|
I couldn't even sit through Burton's Apes remake, so I can only furl my brow when I read that someone enjoyed that. I've wisely steered away from most of the other movies on the list.
However, I'm old enough to have seen the early Friday the 13th movies in the theater, and I will say, they had their moments. I certainly laughed in F13 3D when Jason squeezed some teenager's head and his eye shot out of his skull into the camera and when some dope doing a handstand gets whacked in the crotch by a machete.
I guess the one I would like to raise--particularly because Dan and Ben gave it such a scathing review on their podcast--is M Night Shamalayan's The Happening. I thought it was quite a suspenseful thriller that tapped the sense of bewilderment and helplessness that NOTD or Nosferatu had. Both of the latter two films were pretty much the first in their respective subgenres of zombie and vampire movies, and as such, they had a strong conviction about the mysteriousness of the threat being posed. In both cases, the characters don't understand what they're up against. In NOTD, the characters at first think the zombies are just people who are mentally ill, and in Nosferatu, the characters believe that it's the beginning of some kind of pestilence. In subsequent vampire and zombie movies, the conventions are already well established and I always find myself impatient with characters who don't know that you have to shoot zombies in the head or that vampires flinch at the sight of a cross.
The Happening did an excellent job of capturing a similar mood of confusion and helplessness posed by an unfamiliar threat, in this case a massive outbreak of suicides by people with no known cause, that might have something to do with plants--or might not--and that there was no effective way to defend against. Protagonist Wahlberg as the scientist has an excellent beginning scene, that Ben and Dan ridiculed, where he's lecturing in his high school class about how science is frequently at a loss to explain any given natural phenomenon. In this case, Wahlberg is talking about the gradual but definite worldwide disappearance of the honeybee. Scientists can make reasonable guesses as to why such a thing could happen, but there's ultimately no consensus in the scientific community and nothing can really be done to counter it.
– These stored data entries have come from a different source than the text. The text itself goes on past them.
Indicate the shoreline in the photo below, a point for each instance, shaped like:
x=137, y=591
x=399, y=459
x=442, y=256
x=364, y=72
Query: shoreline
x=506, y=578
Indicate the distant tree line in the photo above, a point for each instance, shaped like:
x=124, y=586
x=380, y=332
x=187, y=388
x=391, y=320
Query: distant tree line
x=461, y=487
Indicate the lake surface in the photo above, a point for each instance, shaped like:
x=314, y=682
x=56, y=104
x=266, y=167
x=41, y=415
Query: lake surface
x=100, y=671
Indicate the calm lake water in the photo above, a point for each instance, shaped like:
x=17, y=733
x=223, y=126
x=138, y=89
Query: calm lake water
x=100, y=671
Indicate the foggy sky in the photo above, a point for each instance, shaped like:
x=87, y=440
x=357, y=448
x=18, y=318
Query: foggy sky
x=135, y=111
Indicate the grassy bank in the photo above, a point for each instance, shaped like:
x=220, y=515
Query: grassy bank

When the title threat breaks out in the movie, indeed Wahlberg's observation of humanity's complete helplessness to cope with anomalous natural disasters is borne out.
I thought this was the best horror movie the year it came out, but evidently I was in the minority. On the other hand film critic Roger Ebert liked it, so maybe Ben and Dan are the odd men out.
_________________ "Where life had no value, death, sometimes had its price. That is why the bounty killers appeared."